First we look to $\left|\sqrt{i}\right|$:

$$\left|\sqrt{i}\right|=\left|\sqrt{\frac{1}{2}+i-\frac{1}{2}}\right|=\left|\sqrt{\frac{1+(0+2i)-1}{2}}\right|=\left|\sqrt{\frac{1+2(0+1i)+(0+1i)^2}{2}}\right|=$$ $$\left|\sqrt{\frac{(1+(0+1i))^2}{2}}\right|=\left|\frac{\sqrt{(1+(0+1i))^2}}{\sqrt{2}}\right|=\left|\frac{1+(0+1i)}{\sqrt{2}}\right|=$$ $$\left|\frac{(1+(0+1i))\sqrt{2}}{2}\right|=\frac{\left|(1+(0+1i))\sqrt{2}\right|}{|2|}=\frac{\sqrt{2}|1+(0+1i)|}{2}=$$ $$\frac{|1+1i|}{2}=\frac{\sqrt{2}\sqrt{1^2+1^2}}{2}=\frac{\sqrt{2}\sqrt{2}}{2}=\frac{2}{2}=1$$

Now the argument of $\sqrt{i}$:

It's positive so on the complex axces, so $\sqrt{\sqrt{-1}}$ gives us $1e^{\frac{1}{4}\pi i}$ so the argument of $\sqrt{i}$ is $\frac{1}{4}\pi$

$-------$

$$\sqrt{i}=\left|\sqrt{i}\right|e^{\arg\left(\sqrt{i}\right)i}=1e^{\frac{1}{4}\pi i}=1\left(\cos\left(\frac{1}{4}\pi\right)+\sin\left(\frac{1}{4}\pi\right)i\right)=$$ $$\cos\left(\frac{1}{4}\pi\right)+\sin\left(\frac{1}{4}\pi\right)i=$$ $$\frac{1}{\sqrt{2}}+\frac{1}{\sqrt{2}}i$$

So:

$$\sqrt{i}=\frac{1}{\sqrt{2}}+\frac{1}{\sqrt{2}}i$$

Answer 9

Gives a nice concise overview: http://www.wolframalpha.com/input/?i=Sqrt(i)

Answer 10

You can use De Moivre's Theorem. At first note that $i$ can be expressed in the form: $ 1 \, \text{cis} \left( \frac{\pi}{2} \right) $.

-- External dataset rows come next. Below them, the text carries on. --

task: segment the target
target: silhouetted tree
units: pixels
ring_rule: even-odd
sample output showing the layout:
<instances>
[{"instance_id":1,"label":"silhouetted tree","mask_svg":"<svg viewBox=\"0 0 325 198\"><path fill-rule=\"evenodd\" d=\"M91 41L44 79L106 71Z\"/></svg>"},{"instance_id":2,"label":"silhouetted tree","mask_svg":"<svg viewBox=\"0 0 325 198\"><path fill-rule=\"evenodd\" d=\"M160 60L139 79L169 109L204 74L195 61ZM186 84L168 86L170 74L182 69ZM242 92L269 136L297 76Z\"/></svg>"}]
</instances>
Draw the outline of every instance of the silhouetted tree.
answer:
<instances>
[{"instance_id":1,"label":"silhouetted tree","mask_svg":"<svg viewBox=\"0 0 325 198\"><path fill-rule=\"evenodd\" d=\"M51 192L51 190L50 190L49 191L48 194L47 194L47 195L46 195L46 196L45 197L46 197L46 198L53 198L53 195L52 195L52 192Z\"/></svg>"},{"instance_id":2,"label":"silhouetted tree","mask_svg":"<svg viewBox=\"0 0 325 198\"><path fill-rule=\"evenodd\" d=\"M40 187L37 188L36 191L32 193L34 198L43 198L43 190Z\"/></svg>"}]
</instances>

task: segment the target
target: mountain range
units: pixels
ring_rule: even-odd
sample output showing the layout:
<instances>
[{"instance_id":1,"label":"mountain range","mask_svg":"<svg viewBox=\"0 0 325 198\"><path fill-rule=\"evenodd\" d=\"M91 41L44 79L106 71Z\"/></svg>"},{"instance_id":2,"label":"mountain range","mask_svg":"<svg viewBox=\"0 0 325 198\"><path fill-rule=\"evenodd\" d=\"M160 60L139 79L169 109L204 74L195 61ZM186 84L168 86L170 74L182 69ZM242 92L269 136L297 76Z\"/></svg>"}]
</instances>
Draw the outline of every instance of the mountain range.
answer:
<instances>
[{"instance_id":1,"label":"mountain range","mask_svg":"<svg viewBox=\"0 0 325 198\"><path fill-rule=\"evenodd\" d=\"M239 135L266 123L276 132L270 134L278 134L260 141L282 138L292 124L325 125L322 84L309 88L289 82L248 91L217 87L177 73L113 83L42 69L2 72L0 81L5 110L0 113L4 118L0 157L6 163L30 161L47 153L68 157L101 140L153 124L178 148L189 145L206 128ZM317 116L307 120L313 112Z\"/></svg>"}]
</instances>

Hence, $$ \sqrt{i} = \left( 1 \, \text{cis} \left( \frac{\pi}{2} \right)\right)^{\tfrac{1}{2}} = \pm \left[ 1 \, \text{cis}\left(\frac{\pi}{4}\right) \right] = \pm \left( \frac{1}{\sqrt{2}} + \frac {i}{\sqrt{2}} \right). $$